[RFC] GSoC2015 Improve GMM API #4802

xuewei4d · 2015-06-02T15:18:15Z

GSoC 2015 project, Improve GMM API

xuewei4d · 2015-06-02T15:23:36Z

I have not make KDE to be based on DensityMixin. @ogrisel @lesteve @amueller .

amueller · 2015-06-03T19:33:59Z

sklearn/mixture/gmm.py

        return logprob

+    def responsibility_samples(self, X):


what is this method for? Why not just use predict_proba? We would rather not add to many functions to the API.

Sorry. I didn't realize that we have predict_proba.

amueller · 2015-06-03T19:35:41Z

The thing with changing score_samples is that it is an incompatible change. So we have to a) accept that we break user code (rather not) or b) rename the estimator to GaussianMixtureModel or something, and make the old class behave like it did, deprecate it, and make the new class behave as we want.
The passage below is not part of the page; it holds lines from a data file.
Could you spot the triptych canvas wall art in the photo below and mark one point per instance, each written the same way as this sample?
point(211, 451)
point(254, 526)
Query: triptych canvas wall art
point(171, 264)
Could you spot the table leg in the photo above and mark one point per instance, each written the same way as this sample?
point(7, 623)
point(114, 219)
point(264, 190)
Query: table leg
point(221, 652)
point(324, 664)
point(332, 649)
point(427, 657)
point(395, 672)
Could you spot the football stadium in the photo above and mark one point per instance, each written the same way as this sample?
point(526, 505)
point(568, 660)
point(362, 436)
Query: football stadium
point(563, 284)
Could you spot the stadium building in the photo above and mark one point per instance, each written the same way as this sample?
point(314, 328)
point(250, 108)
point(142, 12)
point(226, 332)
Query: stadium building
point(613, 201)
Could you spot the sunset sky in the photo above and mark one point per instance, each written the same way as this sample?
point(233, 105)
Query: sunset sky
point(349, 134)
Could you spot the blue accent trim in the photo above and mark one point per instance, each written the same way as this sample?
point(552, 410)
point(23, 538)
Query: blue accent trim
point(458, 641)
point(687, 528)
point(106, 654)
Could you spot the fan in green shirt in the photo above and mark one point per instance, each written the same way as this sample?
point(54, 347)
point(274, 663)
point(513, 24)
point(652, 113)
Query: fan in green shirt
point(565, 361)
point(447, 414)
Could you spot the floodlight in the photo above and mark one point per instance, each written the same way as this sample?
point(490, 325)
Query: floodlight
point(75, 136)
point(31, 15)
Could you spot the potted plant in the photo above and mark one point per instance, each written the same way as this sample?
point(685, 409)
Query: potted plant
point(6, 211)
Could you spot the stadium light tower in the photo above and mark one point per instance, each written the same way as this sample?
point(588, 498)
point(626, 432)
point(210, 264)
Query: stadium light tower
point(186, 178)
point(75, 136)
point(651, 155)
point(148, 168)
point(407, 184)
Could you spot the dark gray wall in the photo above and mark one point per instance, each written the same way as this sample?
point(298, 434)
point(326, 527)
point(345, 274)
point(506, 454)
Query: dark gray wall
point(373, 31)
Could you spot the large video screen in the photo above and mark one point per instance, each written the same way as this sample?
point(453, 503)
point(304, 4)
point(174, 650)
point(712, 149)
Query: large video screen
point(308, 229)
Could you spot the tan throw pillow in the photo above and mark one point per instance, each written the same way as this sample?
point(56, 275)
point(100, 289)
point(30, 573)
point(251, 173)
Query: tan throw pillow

xuewei4d · 2015-06-03T20:02:10Z

Sorry for my bone-headness. I will build a new Class GaussianMixtureModel. And we should add deprecate messages in score_samples right?

amueller · 2015-06-03T20:05:52Z

Rename the old class to the new name, then implement GMM by inheriting from the new class and overwriting score_samples. Then deprecate the whole "old" GMM. At least I think that was the consensus.

xuewei4d · 2015-06-04T20:30:50Z

Thanks for the advice. Did you mean to rename class GMM to class GaussianMixtureModel and implement GMM in the same file, i.e. gmm.py?

amueller · 2015-06-04T20:31:51Z

yes, that sounds good.

vene · 2015-06-05T19:21:43Z

sklearn/mixture/tests/test_gmm.py

+    assert_warns_message(DeprecationWarning,
+                         "The 'score_samples' method in GMM has been "
+                         "deprecated in 0.17 and will be removed in 0.19."
+                         "Use 'score_samples' method "


the 'score_samples' method, the 'log_probability', the 'predict_proba' method, the 'responsibility'. Same in all deprecation warnings.

Also I think 'of each sample' sounds better than 'for each sample' in this context.

xuewei4d · 2015-06-13T18:12:55Z

I am sorry I didn't get a very clear mind in the beginning, and there is a lot of work on refactoring GMM. So I removed the GaussianMixtureModel I created for the inconsistency problem about score, but I created a new class in an separated file, just an prototype. Here is that my thought.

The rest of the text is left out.